The effect of CT and/or Fumaria Parviflora (FP) extract on BAX/BCL-2 expression ration in HepG2 cells after 24hrs of treatment assessed by real time PCR test. Control group received the same volume of medium with no FP. *** indicated P < 0.001 compared to the control and $$$ indicated P < 0.001 compared to the CT group.
5. Discussion
In the present in vitro study, the protective effect of the hydroalcoholic extract of FP on CT-induced toxicity in HepG2 cells was investigated through various laboratory assays. According to the findings, the FP extract can stimulate HepG2 cell division at low concentrations, while higher doses of FP can induce toxic effects on these cells. Additionally, CT exhibited concentration-related and time-dependent toxicity on HepG2 cells. In the next stage of the experiment, the protective effects of non-toxic concentrations of FP on CT-induced toxicity were evaluated in three different procedures: Pre-treatment, simultaneous treatment, and post-treatment. The results showed that the most significant protective effect of FP on cytotoxicity occurred during simultaneous treatment.
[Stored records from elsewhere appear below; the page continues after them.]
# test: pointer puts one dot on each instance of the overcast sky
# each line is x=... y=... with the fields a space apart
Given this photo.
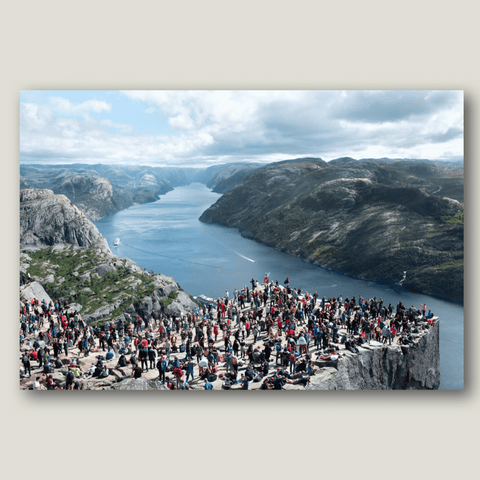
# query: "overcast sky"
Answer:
x=203 y=128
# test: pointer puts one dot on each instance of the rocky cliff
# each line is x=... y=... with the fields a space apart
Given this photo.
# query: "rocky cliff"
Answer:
x=95 y=195
x=370 y=219
x=381 y=367
x=48 y=219
x=64 y=252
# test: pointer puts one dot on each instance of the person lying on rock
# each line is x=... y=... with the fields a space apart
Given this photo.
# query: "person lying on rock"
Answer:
x=333 y=356
x=302 y=381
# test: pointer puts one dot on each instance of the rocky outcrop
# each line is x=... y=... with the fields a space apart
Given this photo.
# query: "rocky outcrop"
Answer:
x=48 y=219
x=107 y=288
x=81 y=269
x=34 y=290
x=99 y=190
x=138 y=384
x=382 y=367
x=371 y=219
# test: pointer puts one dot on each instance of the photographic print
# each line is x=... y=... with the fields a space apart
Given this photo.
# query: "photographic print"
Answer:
x=241 y=240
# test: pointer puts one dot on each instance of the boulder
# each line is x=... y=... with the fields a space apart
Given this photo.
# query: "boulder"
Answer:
x=104 y=268
x=34 y=290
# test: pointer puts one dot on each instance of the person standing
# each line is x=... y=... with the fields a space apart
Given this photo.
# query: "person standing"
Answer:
x=26 y=365
x=162 y=368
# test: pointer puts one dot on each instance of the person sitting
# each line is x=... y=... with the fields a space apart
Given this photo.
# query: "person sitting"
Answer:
x=266 y=385
x=104 y=373
x=332 y=356
x=302 y=381
x=122 y=361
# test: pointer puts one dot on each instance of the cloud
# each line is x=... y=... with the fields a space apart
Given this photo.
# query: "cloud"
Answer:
x=66 y=107
x=207 y=127
x=391 y=106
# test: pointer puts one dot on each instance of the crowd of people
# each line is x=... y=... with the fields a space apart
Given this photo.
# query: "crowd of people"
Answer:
x=263 y=336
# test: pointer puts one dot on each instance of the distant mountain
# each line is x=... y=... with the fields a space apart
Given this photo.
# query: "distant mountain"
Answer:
x=373 y=219
x=101 y=190
x=48 y=219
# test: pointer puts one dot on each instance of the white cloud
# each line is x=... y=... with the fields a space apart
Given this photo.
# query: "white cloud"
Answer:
x=66 y=107
x=212 y=126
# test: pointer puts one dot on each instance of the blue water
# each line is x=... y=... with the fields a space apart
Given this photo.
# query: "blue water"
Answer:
x=167 y=237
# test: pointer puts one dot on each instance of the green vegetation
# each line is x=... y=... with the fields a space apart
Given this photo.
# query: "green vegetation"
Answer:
x=119 y=287
x=457 y=219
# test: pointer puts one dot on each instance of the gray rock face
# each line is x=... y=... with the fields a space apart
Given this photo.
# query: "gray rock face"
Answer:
x=48 y=219
x=34 y=290
x=386 y=367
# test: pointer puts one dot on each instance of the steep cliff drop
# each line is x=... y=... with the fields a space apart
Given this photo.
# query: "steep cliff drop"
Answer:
x=382 y=367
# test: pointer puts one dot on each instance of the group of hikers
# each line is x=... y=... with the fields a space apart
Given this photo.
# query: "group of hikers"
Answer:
x=268 y=334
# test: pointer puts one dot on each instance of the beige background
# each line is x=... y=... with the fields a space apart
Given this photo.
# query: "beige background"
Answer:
x=235 y=45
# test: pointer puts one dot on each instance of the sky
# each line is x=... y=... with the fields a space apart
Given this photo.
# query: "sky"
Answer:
x=204 y=128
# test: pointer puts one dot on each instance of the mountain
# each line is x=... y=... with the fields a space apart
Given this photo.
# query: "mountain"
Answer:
x=373 y=219
x=101 y=190
x=63 y=251
x=48 y=219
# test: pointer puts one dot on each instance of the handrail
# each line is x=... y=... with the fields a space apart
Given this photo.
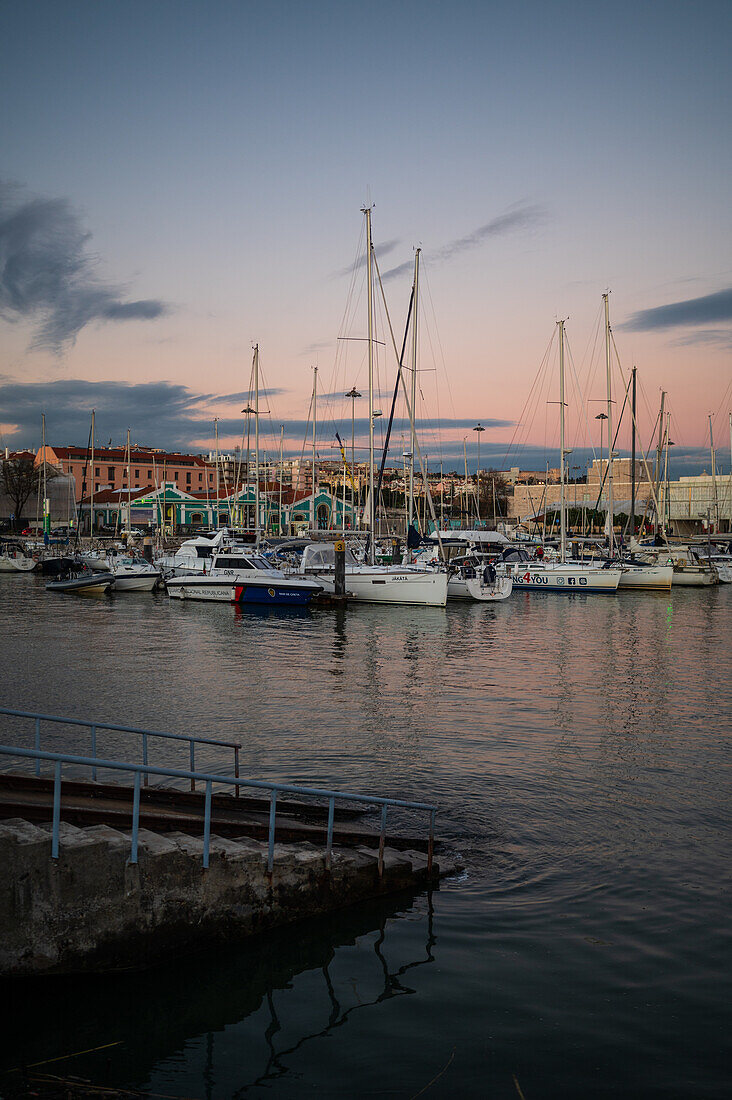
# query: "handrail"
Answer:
x=209 y=779
x=94 y=726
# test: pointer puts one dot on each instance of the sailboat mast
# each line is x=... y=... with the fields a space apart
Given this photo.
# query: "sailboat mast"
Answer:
x=367 y=211
x=563 y=513
x=632 y=531
x=257 y=444
x=314 y=513
x=129 y=486
x=611 y=513
x=659 y=449
x=413 y=446
x=713 y=461
x=91 y=488
x=282 y=436
x=46 y=509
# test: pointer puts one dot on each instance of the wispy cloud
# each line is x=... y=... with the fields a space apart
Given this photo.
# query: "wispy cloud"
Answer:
x=47 y=273
x=520 y=217
x=710 y=309
x=382 y=250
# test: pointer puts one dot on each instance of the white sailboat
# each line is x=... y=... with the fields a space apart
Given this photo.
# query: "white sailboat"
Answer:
x=383 y=584
x=566 y=575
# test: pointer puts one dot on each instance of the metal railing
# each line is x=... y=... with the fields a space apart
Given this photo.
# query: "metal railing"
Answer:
x=140 y=770
x=94 y=726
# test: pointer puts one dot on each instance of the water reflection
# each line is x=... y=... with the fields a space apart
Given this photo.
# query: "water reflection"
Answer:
x=261 y=998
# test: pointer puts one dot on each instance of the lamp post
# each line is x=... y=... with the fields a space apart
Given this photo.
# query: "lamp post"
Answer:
x=353 y=394
x=479 y=428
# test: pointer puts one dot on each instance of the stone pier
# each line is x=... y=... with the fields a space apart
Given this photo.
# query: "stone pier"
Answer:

Carbon Tetrachloride’s hepatic effects are closely related to increased oxidative stress (19-22). Additionally, the study investigated the effects of FP extract on CT-induced apoptosis in HepG2 cells. The results demonstrated that CT exerts its toxic effects by inducing apoptosis, highlighting apoptosis as a potential mechanism of CT cytotoxicity (23). The FP extract exhibited a protective effect by reducing CT-induced apoptosis, likely due to its antioxidant properties. This finding is consistent with previous studies that have demonstrated the antioxidant activity of FP, underscoring its potential role in mitigating the cytotoxic effects of CT (11).
Recent research has highlighted the pivotal role of reactive oxygen species (ROS) and oxidative stress in the induction of apoptosis. Antioxidants have been shown to inhibit or delay the apoptosis process (24, 25). The endogenously produced protein BCL-2 has been found to prevent cell death by apoptosis, likely through antioxidant-mediated mechanisms (26). Accumulating evidence suggests that oxidative stress and apoptosis are closely interrelated physiological processes (27-29). Numerous studies have consistently demonstrated the antioxidant and protective properties of Fumaria Parviflora (FP) in various tissues. For instance, FP extract has been shown to protect testicular tissue and improve sperm quality by mitigating oxidative stress in diabetic rats, highlighting its potential therapeutic applications in the management of testicular dysfunction (30). The ethanol extract of FP leaves has also been found to restore reproductive function suppressed by lead exposure and prevent lead-induced testicular toxicity in male Wistar rats, suggesting its potential efficacy in mitigating the adverse effects of lead on male fertility (31). Additionally, this plant has demonstrated protective effects against testicular tissue changes caused by fluoxetine toxicity (32).
5.1. Conclusions
According to this in vitro investigation, FP demonstrates detoxification properties against hepatotoxicity induced by CT. For future studies, it is recommended to extend this research to animal models of hepatotoxicity.